TV Itacolomi (ZYA 721)

Belo Horizonte, Minas Gerais; Brazil;
- Channels: Analog: 4 (VHF);

Programming
- Affiliations: Rede Tupi

Ownership
- Owner: Diários Associados

History
- First air date: November 8, 1955
- Last air date: July 18, 1980
- Former call signs: PRB-3 TV (1955-1973)

Technical information
- Licensing authority: DENTEL

= TV Itacolomi =

TV Itacolomi was a commercial television station licensed to Belo Horizonte, the capital of the state of Minas Gerais, and owned by Diários Associados. Throughout its entire operation, the station was a Rede Tupi affiliate.

It was the third station to be set up by Assis Chateaubriand to sign on, the seventh in Brazil overall and the first outside of the Rio-São Paulo axis.

==History==
Rádio Guarani, a station owned by the conglomerate, gained a television license in 1951. The station, whose tentative name was TV Rádio Guarani, changed its name to TV Itacolomi in reference to the Itacolomi Peak. The station was the first in Brazil to be built entirely by Brazilians.

On launch night at 7:30pm, announcer Bernardo Grimberg, in a triumphal entry, announced its opening over an RCA Victor logo on a sheet of paper. This was followed by a blessing by the metropolitan archbishop of Belo Horizonte, D. Antônio dos Santos Cabral. Speeches were then made by Assis Chateaubriand, superintendent Victor Purri, director of Diários Associados in the state, Newton Paiva Ferreira and president Juscelino Kubitschek.

The launch ceremonies continued for a week, which enabled the channel to go regular. Most of the line-up was produced locally, and also included some networked output produced by the stations in Rio and São Paulo.

The station was responsible for the production of the OTI Festival 1973, on behalf of Rede Tupi, which was historical for Brazil as it was one of the first times a transmission of color was made for many regions.

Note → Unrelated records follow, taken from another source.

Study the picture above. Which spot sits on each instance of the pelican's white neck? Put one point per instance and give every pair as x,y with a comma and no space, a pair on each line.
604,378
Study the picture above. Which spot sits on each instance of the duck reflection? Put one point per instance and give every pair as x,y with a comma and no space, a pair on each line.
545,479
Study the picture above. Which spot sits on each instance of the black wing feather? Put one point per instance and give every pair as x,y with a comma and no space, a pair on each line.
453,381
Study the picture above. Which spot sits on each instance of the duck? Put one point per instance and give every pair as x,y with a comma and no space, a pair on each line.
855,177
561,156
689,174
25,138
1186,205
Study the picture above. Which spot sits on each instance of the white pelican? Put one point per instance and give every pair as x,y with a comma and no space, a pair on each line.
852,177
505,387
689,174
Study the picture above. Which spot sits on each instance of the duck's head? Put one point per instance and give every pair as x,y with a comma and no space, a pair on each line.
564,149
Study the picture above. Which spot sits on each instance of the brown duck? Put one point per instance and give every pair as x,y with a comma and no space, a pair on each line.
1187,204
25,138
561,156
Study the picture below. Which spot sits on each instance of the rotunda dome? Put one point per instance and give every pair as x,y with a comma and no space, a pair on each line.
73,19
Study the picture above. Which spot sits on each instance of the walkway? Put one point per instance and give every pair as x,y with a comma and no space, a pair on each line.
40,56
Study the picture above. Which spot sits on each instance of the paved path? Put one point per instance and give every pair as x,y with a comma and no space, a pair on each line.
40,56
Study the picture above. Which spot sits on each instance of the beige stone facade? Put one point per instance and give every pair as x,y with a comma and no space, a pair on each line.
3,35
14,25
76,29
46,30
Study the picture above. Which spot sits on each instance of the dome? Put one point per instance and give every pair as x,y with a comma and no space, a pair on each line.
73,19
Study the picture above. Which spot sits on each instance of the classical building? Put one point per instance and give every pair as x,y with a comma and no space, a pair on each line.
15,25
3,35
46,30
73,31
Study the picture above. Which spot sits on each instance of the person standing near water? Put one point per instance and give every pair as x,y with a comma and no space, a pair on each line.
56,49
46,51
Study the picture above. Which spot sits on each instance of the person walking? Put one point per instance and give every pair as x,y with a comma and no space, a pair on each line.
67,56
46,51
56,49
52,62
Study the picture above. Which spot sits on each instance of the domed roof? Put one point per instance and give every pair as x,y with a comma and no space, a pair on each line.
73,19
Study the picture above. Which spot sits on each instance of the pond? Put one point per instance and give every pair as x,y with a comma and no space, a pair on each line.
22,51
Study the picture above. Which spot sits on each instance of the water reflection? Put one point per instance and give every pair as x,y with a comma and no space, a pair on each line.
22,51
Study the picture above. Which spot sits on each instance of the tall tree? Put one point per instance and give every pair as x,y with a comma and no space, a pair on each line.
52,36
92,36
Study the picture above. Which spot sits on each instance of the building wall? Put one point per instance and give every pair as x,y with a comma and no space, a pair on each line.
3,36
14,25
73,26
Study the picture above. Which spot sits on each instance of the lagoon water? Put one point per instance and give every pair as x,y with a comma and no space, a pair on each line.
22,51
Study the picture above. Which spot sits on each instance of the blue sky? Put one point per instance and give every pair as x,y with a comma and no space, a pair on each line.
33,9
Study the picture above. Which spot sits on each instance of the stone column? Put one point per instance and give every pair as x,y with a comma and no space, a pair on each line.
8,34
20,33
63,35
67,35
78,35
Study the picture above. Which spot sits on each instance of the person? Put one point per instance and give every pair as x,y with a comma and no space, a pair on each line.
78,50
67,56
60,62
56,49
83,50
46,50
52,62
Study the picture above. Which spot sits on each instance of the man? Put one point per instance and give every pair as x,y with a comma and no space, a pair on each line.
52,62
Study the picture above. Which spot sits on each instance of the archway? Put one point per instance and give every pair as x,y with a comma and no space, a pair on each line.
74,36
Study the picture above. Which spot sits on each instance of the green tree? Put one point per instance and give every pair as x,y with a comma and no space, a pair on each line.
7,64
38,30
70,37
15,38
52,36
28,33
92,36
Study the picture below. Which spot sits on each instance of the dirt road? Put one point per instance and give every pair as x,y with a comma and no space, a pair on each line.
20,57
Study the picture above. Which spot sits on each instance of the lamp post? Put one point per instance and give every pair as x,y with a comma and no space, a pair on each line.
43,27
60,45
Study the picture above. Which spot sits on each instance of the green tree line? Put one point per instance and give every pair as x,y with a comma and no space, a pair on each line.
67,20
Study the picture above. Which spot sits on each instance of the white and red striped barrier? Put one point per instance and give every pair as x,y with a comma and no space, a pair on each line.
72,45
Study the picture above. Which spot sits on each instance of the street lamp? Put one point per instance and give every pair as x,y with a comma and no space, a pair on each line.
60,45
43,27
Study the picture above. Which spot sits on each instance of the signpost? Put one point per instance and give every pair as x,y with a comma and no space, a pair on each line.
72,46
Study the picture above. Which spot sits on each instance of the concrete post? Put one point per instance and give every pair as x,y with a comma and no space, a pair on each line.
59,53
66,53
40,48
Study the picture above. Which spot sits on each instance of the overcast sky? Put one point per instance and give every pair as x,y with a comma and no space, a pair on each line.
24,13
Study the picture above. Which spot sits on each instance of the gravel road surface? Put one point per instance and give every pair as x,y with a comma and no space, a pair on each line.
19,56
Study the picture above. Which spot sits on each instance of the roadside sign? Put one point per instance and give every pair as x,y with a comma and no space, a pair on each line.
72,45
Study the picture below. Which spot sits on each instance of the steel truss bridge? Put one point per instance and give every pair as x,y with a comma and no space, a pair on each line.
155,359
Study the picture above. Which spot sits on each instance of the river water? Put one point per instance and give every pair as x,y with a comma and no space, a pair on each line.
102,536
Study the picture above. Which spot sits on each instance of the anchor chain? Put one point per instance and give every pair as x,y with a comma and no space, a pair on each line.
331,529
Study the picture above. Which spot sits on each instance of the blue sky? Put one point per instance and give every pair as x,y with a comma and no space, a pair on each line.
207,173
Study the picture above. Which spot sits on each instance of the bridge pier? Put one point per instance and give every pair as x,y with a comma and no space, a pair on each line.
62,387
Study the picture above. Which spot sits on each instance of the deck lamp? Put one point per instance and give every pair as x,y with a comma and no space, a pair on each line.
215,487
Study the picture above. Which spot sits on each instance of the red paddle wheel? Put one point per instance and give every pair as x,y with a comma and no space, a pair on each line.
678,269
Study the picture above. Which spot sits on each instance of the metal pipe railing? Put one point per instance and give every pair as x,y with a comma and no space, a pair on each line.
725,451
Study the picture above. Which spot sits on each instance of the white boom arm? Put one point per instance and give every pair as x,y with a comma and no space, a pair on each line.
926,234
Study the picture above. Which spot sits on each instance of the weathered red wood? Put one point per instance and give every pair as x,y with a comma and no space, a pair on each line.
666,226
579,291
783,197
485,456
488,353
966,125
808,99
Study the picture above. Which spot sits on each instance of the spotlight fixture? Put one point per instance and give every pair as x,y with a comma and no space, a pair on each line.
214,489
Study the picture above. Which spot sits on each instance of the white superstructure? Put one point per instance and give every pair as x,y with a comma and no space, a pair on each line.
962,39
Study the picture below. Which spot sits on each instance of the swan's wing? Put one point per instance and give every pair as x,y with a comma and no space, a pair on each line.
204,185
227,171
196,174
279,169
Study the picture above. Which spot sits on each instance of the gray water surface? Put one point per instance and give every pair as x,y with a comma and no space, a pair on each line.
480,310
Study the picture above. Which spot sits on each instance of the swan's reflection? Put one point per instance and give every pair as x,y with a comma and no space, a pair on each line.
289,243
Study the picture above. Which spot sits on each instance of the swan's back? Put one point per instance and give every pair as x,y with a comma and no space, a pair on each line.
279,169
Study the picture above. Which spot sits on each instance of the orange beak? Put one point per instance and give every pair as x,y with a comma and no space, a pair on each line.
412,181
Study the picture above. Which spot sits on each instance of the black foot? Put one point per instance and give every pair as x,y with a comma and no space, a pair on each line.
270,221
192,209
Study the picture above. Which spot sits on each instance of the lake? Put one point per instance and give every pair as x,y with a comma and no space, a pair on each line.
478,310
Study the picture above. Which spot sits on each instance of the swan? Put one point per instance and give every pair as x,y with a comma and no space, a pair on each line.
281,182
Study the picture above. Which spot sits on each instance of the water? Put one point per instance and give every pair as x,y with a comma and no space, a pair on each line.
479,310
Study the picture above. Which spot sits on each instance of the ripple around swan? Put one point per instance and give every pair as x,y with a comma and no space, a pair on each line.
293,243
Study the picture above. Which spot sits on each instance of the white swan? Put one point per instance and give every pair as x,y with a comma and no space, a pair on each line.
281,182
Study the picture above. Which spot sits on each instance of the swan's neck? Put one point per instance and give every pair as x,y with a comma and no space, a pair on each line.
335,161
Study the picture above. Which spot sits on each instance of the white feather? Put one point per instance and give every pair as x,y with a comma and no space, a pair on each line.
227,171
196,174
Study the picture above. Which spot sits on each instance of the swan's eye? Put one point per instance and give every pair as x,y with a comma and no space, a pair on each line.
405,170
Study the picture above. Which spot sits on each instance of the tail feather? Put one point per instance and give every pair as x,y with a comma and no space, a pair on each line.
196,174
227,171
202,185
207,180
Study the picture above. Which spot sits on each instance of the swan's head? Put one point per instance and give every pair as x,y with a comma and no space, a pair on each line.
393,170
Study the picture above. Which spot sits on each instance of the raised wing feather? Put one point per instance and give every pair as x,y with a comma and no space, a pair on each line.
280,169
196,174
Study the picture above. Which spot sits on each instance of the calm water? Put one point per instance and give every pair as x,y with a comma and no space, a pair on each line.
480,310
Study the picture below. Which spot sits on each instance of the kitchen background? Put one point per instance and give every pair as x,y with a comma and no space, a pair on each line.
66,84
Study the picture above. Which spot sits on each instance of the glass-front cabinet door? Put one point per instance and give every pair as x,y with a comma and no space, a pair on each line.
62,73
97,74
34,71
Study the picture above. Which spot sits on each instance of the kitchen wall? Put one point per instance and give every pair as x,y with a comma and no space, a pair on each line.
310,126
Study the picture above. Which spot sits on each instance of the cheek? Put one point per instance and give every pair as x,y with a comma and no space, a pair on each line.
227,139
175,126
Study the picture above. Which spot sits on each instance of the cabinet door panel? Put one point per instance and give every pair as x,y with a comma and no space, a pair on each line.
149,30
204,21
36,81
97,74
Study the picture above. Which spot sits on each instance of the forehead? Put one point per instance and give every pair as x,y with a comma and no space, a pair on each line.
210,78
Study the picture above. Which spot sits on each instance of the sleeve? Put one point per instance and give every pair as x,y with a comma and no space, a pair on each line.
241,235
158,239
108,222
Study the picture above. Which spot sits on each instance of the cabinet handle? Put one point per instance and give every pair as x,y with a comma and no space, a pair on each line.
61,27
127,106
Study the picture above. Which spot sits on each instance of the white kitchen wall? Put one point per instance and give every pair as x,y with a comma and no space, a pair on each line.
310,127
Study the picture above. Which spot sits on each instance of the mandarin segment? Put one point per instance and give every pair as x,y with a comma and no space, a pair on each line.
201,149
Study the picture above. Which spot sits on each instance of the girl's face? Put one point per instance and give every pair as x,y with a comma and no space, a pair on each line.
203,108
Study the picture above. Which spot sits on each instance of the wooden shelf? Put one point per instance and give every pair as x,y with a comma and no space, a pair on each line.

TV Itacolomi shut down on July 18, 1980, along with six other Tupi stations. Authorities took the station off the air at 10:27am when the channel had not started its broadcasts. At closing time, there was no decision over the status of the 300 retrenched employees.

===Legacy===
An exhibit was held at the Federal University of Minas Gerais from December 11, 2018, to December 2019.